Now, we’re going to take things further by recalling the successors chosen by the relegation-dodging trio and why they appealed, and suggesting which Leicester job contenders fit those profiles…
Harry Redknapp (West Ham) – The appointment from within
The first ever Premier League newcomers to reshuffle their dugout deck a year after going up were West Ham, who promoted Billy Bonds’ deputy Harry Redknapp. Were Leicester to try something similar, their options would include Pearson’s assistants Craig Shakespeare at [32.0] and Steve Walsh (no, not that one) at [70.0] or assistant first-team coach Kevin Phillips at [32.0].
Unlike Redknapp at Bournemouth, none of those have prior managerial experience to strengthen their claims, but Phillips would have the strongest claims as someone who has played for the Foxes.
The equivalent candidate: Kevin Phillips @ [32.0]
Chris Hughton (Norwich) – The steady hand
When Norwich needed to replace Paul Lambert, who dragged them from League One to the Premier League, the same ascent that Pearson oversaw at Leicester, they pursued a fairly safe appointment, someone who had been there before and been pretty solid everywhere that he had been.

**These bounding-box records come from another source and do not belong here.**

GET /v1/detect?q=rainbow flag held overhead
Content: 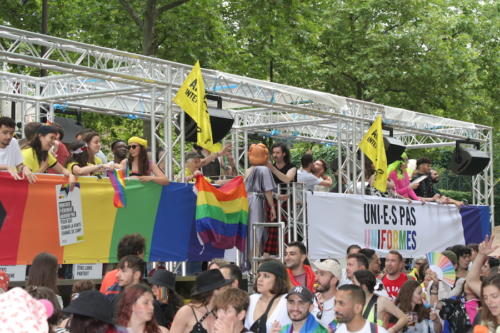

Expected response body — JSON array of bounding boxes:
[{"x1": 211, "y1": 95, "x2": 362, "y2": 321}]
[
  {"x1": 107, "y1": 169, "x2": 127, "y2": 208},
  {"x1": 195, "y1": 176, "x2": 248, "y2": 252}
]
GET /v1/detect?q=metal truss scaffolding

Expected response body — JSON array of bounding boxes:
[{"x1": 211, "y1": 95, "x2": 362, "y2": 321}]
[{"x1": 0, "y1": 26, "x2": 494, "y2": 238}]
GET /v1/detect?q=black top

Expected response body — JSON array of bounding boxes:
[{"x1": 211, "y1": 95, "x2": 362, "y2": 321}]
[
  {"x1": 190, "y1": 306, "x2": 212, "y2": 333},
  {"x1": 412, "y1": 173, "x2": 436, "y2": 198}
]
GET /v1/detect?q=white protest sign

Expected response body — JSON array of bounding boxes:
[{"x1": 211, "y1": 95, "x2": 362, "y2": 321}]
[
  {"x1": 56, "y1": 184, "x2": 83, "y2": 246},
  {"x1": 307, "y1": 192, "x2": 465, "y2": 259},
  {"x1": 73, "y1": 264, "x2": 102, "y2": 280},
  {"x1": 0, "y1": 265, "x2": 26, "y2": 281}
]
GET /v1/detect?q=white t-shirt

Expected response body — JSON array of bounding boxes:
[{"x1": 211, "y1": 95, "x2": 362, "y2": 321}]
[
  {"x1": 245, "y1": 294, "x2": 292, "y2": 332},
  {"x1": 0, "y1": 138, "x2": 23, "y2": 167},
  {"x1": 311, "y1": 296, "x2": 335, "y2": 327},
  {"x1": 335, "y1": 320, "x2": 388, "y2": 333},
  {"x1": 297, "y1": 169, "x2": 322, "y2": 191}
]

Hughton had got a side promoted from the Championship, helped them settle into the Premier League’s mid-section and led a wounded squad to the second-tier play-offs just before getting the call from Norwich.
Mick McCarthy ticks those boxes and comes complete with two decades more coaching knowhow than Hughton had back then. He has steered Sunderland and Wolves into the top flight, keeping the latter there, and guided Ipswich to sixth – their highest finish in a decade – last term.
The equivalent candidate: Mick McCarthy @ [75.0]
Michael Laudrup (Swansea) – Famous foreign former footballer
Swansea’s approach was surprising given that it contradicted many of their celebrated selections before, as they took advantage of their new-found fame to seduce a legendary former player.
There was talk of Leicester doing the same with another Real Madrid alumnus in Esteban Cambiasso, who excelled on pitch at the King Power Stadium in 2014/15, at [40.0]. However, the difference between the pair is that Laudrup had already made managerial inroads, with (fleeting) success at Brondby and Getafe.
Montella is the most comparable of the retired greats because, though not held in quite as high regard as Laudrup as a player, he was beloved, and his career on the bench has consisted of three relatively brief but accomplished stints (Roma, Catania, Fiorentina). As was the case for Swansea with the Dane, he is unattached too.